There's some things I'd change though, mainly on the pedantic side.

  • The 330 Ω between the Arduino & the base could be 2.2 kΩ instead, or even 10 kΩ
  • The 330 Ω between the collector and the base could be 2.2 kΩ instead.

This is what I'd do personally because I value efficient/smaller designs:

  • All BJT's could be MOSFETs instead, meaning you'll be able to get rid of 8 base-resistors
  • Remove all transistors and just use the 74LS595 directly, it can sink 24 mA per pin, which is more than enough an LED needs.

The intention is to multiplex four displays using this circuit, selecting the digits using the Arduino and switching the segments via the shift register. It's also about learning transistors and how to use them as switches.

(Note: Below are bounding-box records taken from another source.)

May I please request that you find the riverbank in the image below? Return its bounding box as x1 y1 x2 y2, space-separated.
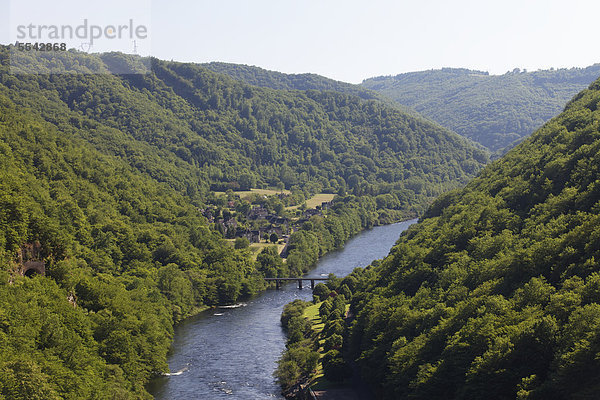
276 292 373 400
148 220 415 400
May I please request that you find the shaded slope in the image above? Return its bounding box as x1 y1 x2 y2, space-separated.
349 76 600 399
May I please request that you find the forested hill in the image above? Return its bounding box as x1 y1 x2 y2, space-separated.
362 64 600 151
347 76 600 399
201 62 382 100
0 47 486 399
1 47 487 211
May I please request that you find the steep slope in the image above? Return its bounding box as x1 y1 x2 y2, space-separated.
362 64 600 151
1 48 487 212
347 76 600 399
0 86 261 399
0 47 486 399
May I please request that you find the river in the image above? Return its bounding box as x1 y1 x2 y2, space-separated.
148 220 416 400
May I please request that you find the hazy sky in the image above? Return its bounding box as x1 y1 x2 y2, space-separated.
0 0 600 83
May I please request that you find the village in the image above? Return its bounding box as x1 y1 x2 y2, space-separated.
200 189 334 258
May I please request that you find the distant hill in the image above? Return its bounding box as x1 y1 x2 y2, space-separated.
201 62 381 99
362 64 600 151
344 74 600 400
0 46 487 399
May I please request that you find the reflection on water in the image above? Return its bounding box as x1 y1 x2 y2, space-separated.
148 220 416 400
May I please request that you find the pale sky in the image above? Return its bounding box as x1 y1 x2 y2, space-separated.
0 0 600 83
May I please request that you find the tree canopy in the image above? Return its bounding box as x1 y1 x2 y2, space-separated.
347 76 600 399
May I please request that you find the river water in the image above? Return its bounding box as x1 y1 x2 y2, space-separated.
148 220 416 400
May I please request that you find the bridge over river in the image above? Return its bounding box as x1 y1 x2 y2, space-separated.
265 278 329 290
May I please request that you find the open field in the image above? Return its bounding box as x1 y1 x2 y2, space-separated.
225 239 288 260
215 189 290 199
285 193 335 210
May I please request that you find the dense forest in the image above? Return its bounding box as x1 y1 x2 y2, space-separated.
362 64 600 151
344 76 600 399
201 62 384 100
0 47 487 399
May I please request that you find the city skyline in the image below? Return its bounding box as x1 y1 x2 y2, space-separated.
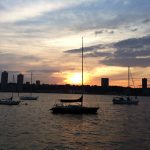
0 0 150 86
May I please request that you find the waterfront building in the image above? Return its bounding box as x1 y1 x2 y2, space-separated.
1 71 8 91
142 78 147 89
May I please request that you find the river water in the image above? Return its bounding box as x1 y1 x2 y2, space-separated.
0 93 150 150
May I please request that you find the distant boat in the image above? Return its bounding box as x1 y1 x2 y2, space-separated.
50 38 99 114
112 67 139 105
0 97 20 105
0 75 20 105
20 72 38 100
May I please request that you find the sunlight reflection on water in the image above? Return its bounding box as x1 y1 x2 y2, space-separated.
0 94 150 150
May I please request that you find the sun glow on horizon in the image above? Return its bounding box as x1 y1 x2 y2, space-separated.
65 73 88 85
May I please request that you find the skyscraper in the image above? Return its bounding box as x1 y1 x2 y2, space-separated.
1 71 8 91
17 74 24 91
142 78 147 89
101 78 109 87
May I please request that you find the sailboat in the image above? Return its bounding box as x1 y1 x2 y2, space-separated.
0 75 20 105
20 72 38 100
50 37 99 114
112 66 139 105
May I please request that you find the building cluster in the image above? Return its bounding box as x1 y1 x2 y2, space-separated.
1 71 40 91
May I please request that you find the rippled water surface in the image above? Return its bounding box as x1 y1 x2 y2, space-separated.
0 93 150 150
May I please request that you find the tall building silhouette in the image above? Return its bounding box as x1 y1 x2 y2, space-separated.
36 80 40 86
17 74 24 91
101 78 109 87
1 71 8 91
142 78 147 89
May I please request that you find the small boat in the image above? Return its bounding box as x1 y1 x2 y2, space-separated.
0 75 20 105
20 96 38 100
112 67 139 105
51 96 99 114
50 38 99 114
113 96 139 105
20 72 38 100
0 97 20 105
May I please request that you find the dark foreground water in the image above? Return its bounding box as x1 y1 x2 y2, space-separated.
0 93 150 150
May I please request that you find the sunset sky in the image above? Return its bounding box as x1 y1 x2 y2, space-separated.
0 0 150 87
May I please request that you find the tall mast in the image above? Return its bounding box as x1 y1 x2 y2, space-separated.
11 74 15 98
81 37 83 105
31 72 32 96
128 66 130 88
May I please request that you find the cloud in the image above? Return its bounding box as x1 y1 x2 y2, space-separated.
0 0 95 22
100 36 150 67
27 67 60 74
64 44 106 53
142 19 150 24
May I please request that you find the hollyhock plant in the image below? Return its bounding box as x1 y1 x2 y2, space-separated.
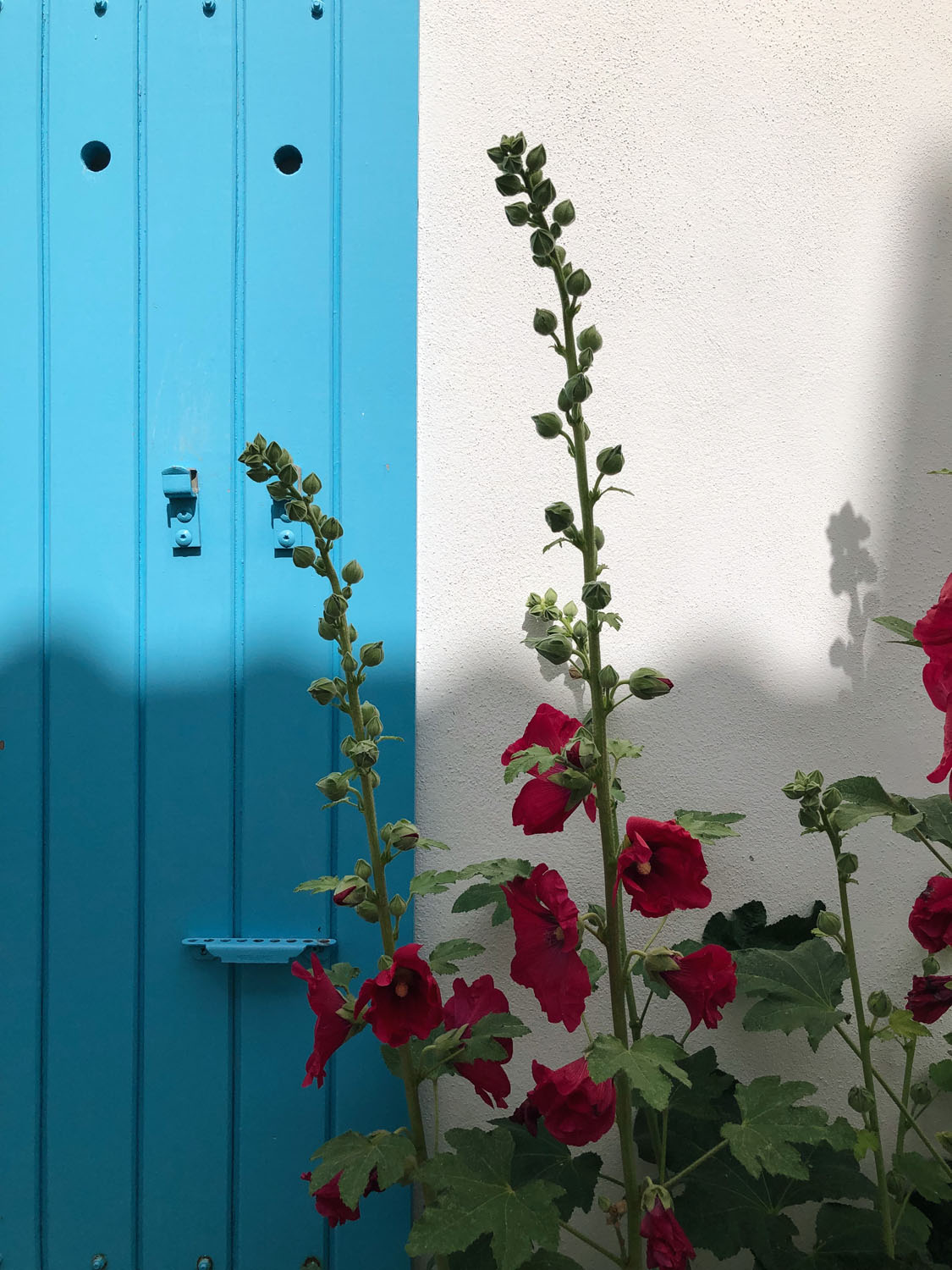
906 975 952 1025
443 975 513 1107
291 952 355 1089
641 1199 697 1270
503 705 596 835
662 944 738 1031
527 1058 616 1147
616 815 711 917
909 874 952 952
503 865 592 1031
355 944 443 1048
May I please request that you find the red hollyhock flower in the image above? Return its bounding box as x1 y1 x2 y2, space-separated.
906 975 952 1024
527 1058 614 1147
291 952 353 1089
355 944 443 1048
909 874 952 952
301 1168 380 1226
662 944 738 1031
443 975 513 1107
640 1199 697 1270
503 865 592 1031
614 815 711 917
913 574 952 794
503 705 596 833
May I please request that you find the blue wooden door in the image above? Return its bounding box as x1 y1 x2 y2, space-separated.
0 0 416 1270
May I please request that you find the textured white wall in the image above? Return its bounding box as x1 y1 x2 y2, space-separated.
418 0 952 1267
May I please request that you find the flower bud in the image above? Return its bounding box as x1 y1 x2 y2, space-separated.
334 874 367 908
629 665 674 701
505 203 530 229
565 269 592 296
553 198 575 225
530 229 555 256
847 1085 876 1115
596 446 625 477
317 772 350 803
307 680 338 706
532 632 575 665
532 411 563 441
546 503 575 533
579 327 603 353
837 851 860 881
581 578 612 611
866 988 893 1019
817 908 843 935
565 375 592 403
598 665 621 690
360 640 383 665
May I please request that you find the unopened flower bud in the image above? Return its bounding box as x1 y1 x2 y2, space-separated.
629 665 674 701
817 908 843 935
334 874 367 908
532 411 563 441
866 988 893 1019
360 640 383 665
307 680 338 706
533 632 575 665
565 269 592 296
546 503 575 533
847 1085 876 1115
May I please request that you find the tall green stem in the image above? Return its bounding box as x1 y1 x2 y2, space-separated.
553 258 644 1270
820 809 896 1259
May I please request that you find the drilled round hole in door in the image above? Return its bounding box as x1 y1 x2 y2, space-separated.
80 141 112 172
274 146 305 177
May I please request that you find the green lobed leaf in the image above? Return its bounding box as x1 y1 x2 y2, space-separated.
674 809 746 845
311 1129 416 1208
893 1151 952 1204
406 1128 563 1270
586 1034 691 1112
701 899 827 952
426 940 487 975
721 1076 828 1180
736 939 850 1051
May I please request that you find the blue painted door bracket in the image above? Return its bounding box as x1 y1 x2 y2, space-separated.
182 937 338 965
162 467 202 551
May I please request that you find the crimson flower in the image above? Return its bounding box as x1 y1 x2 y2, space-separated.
640 1199 697 1270
443 975 513 1107
906 975 952 1024
503 705 596 833
523 1058 614 1147
909 874 952 952
355 944 443 1048
662 944 738 1031
503 865 592 1031
291 952 353 1089
614 815 711 917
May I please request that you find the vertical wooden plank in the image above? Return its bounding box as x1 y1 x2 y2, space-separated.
45 4 140 1270
137 0 235 1267
233 4 333 1270
0 5 46 1270
332 0 418 1270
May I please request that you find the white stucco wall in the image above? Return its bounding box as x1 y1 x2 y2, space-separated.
418 0 952 1267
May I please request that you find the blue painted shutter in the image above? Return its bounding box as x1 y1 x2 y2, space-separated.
0 0 416 1270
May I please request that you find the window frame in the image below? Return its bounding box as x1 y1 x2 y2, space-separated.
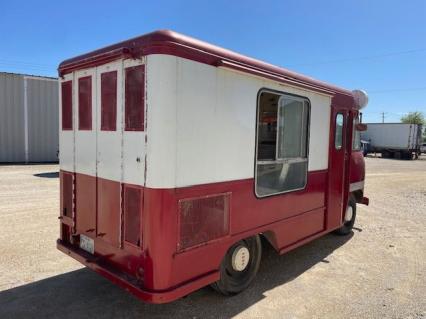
123 64 146 132
61 79 74 131
77 75 94 131
253 87 312 199
334 112 345 151
100 70 118 132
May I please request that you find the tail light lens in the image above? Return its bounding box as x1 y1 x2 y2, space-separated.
124 185 142 246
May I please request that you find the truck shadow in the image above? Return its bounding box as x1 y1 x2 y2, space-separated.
0 233 353 319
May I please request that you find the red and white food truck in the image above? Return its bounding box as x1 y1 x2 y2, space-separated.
57 31 368 303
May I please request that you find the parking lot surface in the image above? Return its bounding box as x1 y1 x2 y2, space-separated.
0 156 426 318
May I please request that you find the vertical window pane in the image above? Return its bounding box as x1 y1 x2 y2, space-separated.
352 117 361 151
255 92 309 197
61 81 72 130
334 113 343 150
277 97 307 159
125 65 145 131
78 76 92 131
101 71 117 131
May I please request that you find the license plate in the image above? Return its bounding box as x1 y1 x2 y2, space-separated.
80 235 95 254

With this information, I'd do the following:

  • Use 4 PMOS so you can select display
  • Connect all cathodes of the 4 displays in parallel, so g of display 1 goes to g of display 2 and etc.
  • Connect the 7 pins to the 74LS595 with 220 Ω resistors, one per pin.

Or, I'd just get rid of the 4 PMOS and connect the anodes through a 220 Ω resistor to the Arduino and remove the 7 resistors at the cathodes. This however leads to the fact that you will have to cycle through each LED in each 7-segment display. And... maybe I'd just... also remove the 74LS595 and connect it to 7 pins of the Arduino.


To make it crystal clear, this is what I would do:
I'll only show the first 2 LED's. I won't make 4x7=28 LED's.

schematic

simulate this circuit – Schematic created using CircuitLab

You select with \$A_0, A_1, A_2, A_3\$ and activate one LED at a time with \$C_0,C_1,C_2,C_3,C_4,C_5,C_6\$.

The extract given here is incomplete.